Les zèbres du papier peint semblaient lui sourire ; Jo se dit que c'était bon signe et il se permit cinq minutes de plus avant de se lever. « Après tout, les parents d'Iris n'habitent qu'à quinze minutes d'ici. » se dit-il avant de sombrer.

Une douzaine de jeunes femmes blondes dansaient autour d'un éléphant aux défenses roses, sous une pluie de fleurs multicolores ; Jo regardait la scène, assis à côté d'un vieil homme à six bras. Il buvait un thé aux saveurs fruitées, dans une énorme tasse en forme de cochon ; son voisin fumait la pipe et recrachait des volutes orangées aux senteurs d'abricot.

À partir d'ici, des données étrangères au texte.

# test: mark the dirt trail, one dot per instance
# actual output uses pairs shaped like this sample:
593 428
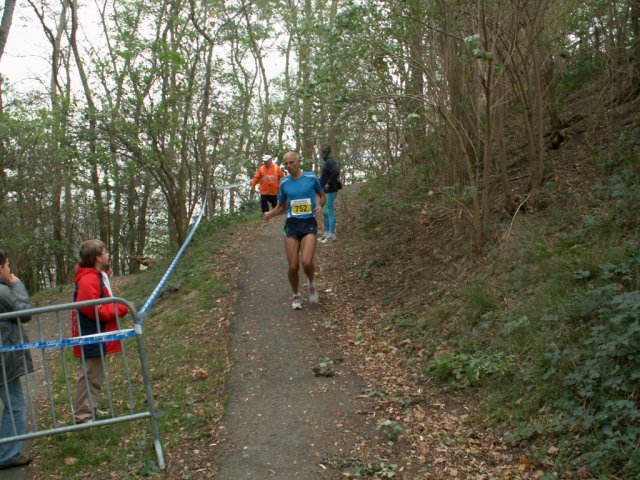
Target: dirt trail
281 421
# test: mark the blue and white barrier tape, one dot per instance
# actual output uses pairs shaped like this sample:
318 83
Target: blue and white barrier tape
71 342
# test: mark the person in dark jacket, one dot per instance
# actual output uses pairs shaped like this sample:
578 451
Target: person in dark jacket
13 365
329 179
92 282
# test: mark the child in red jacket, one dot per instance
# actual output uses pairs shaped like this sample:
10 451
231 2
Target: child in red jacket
92 282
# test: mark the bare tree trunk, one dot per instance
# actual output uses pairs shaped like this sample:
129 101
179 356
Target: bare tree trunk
305 70
5 23
103 217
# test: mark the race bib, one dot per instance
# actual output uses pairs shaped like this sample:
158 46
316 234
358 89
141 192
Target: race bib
300 207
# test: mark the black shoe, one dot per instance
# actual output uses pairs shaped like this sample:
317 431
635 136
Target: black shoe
20 461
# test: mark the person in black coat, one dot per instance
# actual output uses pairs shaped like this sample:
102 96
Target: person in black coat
330 181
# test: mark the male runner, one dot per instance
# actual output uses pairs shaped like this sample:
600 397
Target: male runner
297 195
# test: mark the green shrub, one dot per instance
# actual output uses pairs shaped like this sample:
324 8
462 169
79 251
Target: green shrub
467 369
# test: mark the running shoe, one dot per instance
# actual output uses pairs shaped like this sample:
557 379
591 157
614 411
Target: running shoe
328 237
296 304
314 296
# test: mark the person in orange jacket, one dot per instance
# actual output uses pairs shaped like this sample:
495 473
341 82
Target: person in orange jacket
92 282
268 177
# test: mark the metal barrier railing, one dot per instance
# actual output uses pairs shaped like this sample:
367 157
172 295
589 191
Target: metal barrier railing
49 388
126 395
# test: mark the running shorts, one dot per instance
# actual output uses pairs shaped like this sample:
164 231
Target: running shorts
299 228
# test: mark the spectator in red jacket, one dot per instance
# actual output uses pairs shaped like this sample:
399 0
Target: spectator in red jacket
92 282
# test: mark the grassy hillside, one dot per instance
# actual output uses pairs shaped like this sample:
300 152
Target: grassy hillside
186 344
544 324
542 327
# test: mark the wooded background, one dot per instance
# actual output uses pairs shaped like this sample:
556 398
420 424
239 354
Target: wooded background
125 135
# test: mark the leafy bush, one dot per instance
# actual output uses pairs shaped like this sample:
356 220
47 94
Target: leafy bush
470 369
601 407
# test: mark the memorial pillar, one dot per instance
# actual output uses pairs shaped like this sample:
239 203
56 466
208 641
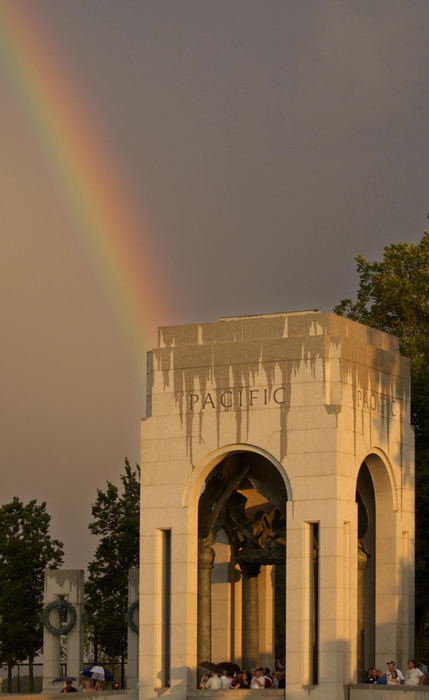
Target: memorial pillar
362 563
250 616
205 564
132 629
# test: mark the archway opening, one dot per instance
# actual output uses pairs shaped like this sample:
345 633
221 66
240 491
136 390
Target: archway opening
241 563
365 499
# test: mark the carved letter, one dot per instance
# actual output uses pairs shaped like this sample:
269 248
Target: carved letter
222 396
209 400
253 391
283 389
193 399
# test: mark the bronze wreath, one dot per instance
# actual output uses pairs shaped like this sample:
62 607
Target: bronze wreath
59 605
129 616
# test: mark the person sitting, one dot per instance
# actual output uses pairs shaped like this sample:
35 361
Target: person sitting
203 681
413 675
240 681
371 677
258 679
392 667
381 677
267 677
225 680
393 678
213 682
68 688
423 667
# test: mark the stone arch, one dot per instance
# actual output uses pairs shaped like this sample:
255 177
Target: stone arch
190 501
200 472
384 574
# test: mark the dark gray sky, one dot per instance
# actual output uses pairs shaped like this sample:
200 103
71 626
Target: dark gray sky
262 144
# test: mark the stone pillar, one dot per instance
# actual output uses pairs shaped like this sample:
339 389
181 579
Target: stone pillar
362 562
250 616
133 635
205 564
62 584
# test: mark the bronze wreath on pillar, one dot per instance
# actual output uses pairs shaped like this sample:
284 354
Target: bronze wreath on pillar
61 605
129 616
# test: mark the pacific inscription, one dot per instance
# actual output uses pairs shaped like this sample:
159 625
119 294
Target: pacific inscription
237 398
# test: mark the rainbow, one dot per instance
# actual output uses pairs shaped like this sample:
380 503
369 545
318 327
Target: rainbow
121 251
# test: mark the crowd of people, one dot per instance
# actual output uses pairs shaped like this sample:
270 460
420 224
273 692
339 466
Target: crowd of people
85 686
414 675
256 679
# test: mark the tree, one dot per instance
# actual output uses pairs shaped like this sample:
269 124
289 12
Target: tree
116 522
26 550
393 296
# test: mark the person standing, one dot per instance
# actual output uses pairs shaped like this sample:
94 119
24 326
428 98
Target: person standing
258 679
213 682
68 688
413 675
225 681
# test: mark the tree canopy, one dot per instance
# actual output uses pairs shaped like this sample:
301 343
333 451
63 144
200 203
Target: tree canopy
26 550
393 296
116 518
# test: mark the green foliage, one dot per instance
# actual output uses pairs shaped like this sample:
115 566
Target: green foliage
393 296
116 523
26 550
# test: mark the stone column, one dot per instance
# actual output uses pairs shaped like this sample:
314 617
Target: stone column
63 584
205 564
132 635
362 562
250 616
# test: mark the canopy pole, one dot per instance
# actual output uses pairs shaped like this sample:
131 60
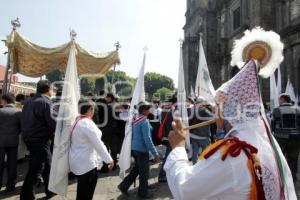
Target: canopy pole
118 46
6 85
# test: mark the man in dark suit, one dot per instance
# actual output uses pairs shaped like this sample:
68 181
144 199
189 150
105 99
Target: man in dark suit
38 128
10 128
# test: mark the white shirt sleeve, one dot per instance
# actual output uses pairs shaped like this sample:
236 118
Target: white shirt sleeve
94 136
205 180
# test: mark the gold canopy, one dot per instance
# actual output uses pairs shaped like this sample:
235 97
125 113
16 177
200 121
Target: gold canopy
32 60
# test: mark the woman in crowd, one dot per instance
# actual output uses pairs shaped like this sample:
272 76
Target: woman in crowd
87 151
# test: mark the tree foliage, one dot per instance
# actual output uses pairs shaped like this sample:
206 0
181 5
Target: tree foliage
155 81
87 85
123 83
55 75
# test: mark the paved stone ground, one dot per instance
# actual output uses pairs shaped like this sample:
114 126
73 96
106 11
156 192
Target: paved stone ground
106 187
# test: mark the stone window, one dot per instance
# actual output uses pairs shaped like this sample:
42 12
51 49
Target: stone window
236 18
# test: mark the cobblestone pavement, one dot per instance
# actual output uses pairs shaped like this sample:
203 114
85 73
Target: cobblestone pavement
106 187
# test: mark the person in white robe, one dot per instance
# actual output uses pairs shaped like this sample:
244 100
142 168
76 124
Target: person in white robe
217 177
87 151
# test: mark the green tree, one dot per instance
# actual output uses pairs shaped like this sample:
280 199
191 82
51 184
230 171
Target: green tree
87 85
155 81
162 94
55 75
123 82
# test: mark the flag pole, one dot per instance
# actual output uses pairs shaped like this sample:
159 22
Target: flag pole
6 85
118 46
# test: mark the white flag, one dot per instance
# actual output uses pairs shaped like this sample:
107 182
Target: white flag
204 86
290 90
181 99
273 93
68 111
279 81
192 93
137 96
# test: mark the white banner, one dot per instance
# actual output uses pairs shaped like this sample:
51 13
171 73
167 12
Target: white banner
204 86
137 96
68 111
290 90
273 93
181 100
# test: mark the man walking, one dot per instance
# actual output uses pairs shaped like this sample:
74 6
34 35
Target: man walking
38 129
10 128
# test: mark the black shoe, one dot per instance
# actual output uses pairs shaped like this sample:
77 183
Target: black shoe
49 195
10 189
162 179
146 196
125 192
152 189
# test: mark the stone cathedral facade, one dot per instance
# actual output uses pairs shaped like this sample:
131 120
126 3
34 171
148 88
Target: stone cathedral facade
220 22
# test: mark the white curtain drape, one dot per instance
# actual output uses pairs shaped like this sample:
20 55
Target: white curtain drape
68 111
137 96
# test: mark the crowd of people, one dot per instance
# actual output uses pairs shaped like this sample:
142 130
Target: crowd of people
98 133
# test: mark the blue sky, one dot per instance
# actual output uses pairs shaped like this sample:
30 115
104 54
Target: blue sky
100 23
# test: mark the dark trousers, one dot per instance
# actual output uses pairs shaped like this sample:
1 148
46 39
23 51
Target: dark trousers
291 148
86 185
141 169
11 155
162 173
40 161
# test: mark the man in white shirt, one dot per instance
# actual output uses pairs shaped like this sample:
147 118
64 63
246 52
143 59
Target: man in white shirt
247 164
87 151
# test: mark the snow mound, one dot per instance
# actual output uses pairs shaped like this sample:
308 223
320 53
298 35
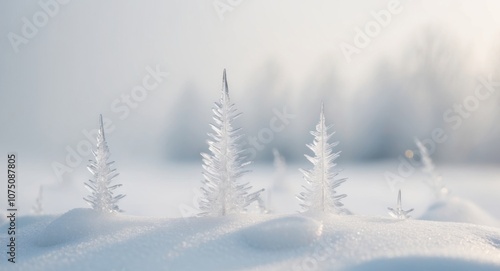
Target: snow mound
75 224
424 263
458 210
283 233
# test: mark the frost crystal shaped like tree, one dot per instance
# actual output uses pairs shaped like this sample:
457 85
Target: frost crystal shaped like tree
102 198
320 194
434 180
222 194
399 213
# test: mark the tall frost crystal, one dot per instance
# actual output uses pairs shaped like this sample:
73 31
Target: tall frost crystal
434 180
320 194
222 194
102 198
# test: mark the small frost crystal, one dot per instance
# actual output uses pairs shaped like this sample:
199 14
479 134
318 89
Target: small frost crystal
222 193
37 209
434 180
399 213
102 198
320 194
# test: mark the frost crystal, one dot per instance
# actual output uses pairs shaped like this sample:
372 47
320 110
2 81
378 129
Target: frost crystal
434 180
399 213
320 194
102 199
37 209
222 193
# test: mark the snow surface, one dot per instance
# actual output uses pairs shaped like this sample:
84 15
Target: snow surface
456 209
82 239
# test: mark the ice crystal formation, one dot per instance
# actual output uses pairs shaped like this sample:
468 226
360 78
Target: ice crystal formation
399 213
434 180
37 208
102 198
223 194
320 192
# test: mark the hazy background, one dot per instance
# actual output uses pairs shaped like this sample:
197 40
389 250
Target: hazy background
277 54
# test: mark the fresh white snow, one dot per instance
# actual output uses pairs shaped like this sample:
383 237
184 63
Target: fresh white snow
82 239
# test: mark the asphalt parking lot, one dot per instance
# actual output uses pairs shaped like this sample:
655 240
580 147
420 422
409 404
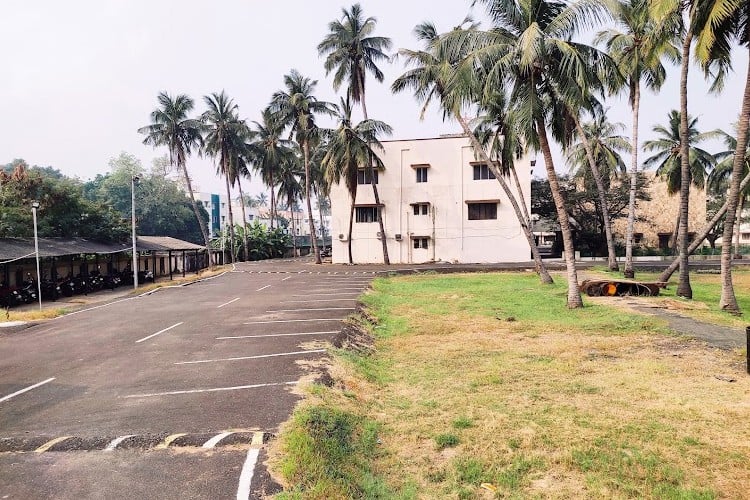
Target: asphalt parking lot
173 394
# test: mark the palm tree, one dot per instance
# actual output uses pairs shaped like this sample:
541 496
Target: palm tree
603 150
268 150
638 47
530 50
171 127
349 147
668 162
222 127
297 107
352 51
718 24
290 189
721 178
429 80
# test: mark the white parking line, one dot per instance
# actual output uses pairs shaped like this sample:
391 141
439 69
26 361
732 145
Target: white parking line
276 335
248 469
113 444
227 303
216 389
289 321
159 332
242 358
27 389
317 300
314 309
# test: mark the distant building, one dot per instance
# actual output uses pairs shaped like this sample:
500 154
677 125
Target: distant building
437 201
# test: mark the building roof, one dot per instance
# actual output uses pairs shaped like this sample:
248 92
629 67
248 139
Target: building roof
19 248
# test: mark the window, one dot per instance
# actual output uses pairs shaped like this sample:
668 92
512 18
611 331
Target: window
421 208
363 176
482 211
366 214
482 172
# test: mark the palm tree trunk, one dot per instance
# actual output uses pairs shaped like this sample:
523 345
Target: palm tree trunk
611 256
313 238
669 271
728 300
574 292
636 104
539 266
231 216
244 222
351 226
683 286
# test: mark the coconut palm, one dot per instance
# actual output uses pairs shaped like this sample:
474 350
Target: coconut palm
171 127
297 108
668 162
718 24
721 178
290 189
638 43
428 79
352 52
222 126
268 150
349 147
530 50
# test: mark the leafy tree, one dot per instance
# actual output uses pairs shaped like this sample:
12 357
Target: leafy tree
171 127
297 108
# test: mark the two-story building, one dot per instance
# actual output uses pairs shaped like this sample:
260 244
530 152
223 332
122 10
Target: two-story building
438 203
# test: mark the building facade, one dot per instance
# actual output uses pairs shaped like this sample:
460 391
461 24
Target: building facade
438 203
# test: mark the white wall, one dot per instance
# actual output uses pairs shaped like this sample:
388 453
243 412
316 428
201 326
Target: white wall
450 184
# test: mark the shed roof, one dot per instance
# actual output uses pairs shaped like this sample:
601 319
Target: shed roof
18 248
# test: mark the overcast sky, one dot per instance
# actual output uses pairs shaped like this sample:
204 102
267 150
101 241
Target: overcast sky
79 77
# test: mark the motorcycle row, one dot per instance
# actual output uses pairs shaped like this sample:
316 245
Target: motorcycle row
67 286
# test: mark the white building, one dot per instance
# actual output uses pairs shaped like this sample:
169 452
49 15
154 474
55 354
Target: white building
438 203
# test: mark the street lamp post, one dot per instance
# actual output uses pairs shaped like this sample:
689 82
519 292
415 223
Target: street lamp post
133 181
34 206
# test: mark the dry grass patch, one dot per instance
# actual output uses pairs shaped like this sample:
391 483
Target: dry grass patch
540 407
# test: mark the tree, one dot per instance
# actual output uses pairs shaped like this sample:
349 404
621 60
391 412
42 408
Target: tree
718 24
171 127
349 147
429 79
597 158
222 126
638 47
290 189
296 107
667 157
530 50
352 51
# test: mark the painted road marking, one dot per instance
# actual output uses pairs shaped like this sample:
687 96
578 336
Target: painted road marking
215 389
227 303
215 440
116 441
5 398
159 332
289 321
49 444
168 440
241 358
314 309
276 335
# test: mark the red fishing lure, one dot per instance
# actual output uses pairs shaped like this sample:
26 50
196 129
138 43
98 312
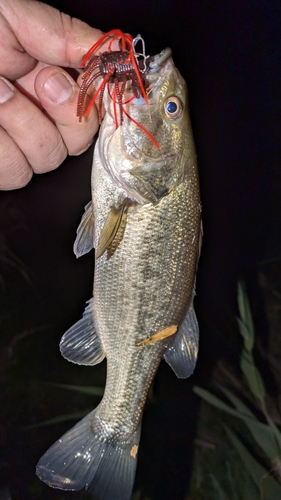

Le jeune homme se réveilla en douceur ; il n'avait pas de souvenir précis de ses rêves mais il se sentait en paix, emprunt d'une zénitude absolue. Il s'étira et profita de l'absence de sa fiancée Iris pour prolonger la sensation de bien-être au lieu de se ruer sous la douche.
La réalité le rattrapa par le biais de son radio-réveil ; la petite boite lumineuse afficha midi proche de l'heure du déjeuner prévu chez les parents d'Iris. Pourtant Jo ne se demanda pas comment rejoindre le seizième arrondissement de Paris en moins de vingt-cinq minutes douche comprise, alors qu'il habitait au fin fond des Hauts de Seine ; nul besoin d'un doctorat en mécanique quantique pour en déduire qu'il arriverait en retard au repas dominical.
Jo se mit à rire ; Iris était en déplacement à l'étranger mais elle avait tenu à respecter la tradition familiale du dimanche, même si elle était absente cette fois-ci. Jo se souvint comment elle lui avait annoncé qu'elle avait maintenu cette contrainte sans lui demander son avis ; « mes parents ne comprendraient pas si tu ne venais pas. » lui avait-elle répondu quand il avait tenté de se défiler.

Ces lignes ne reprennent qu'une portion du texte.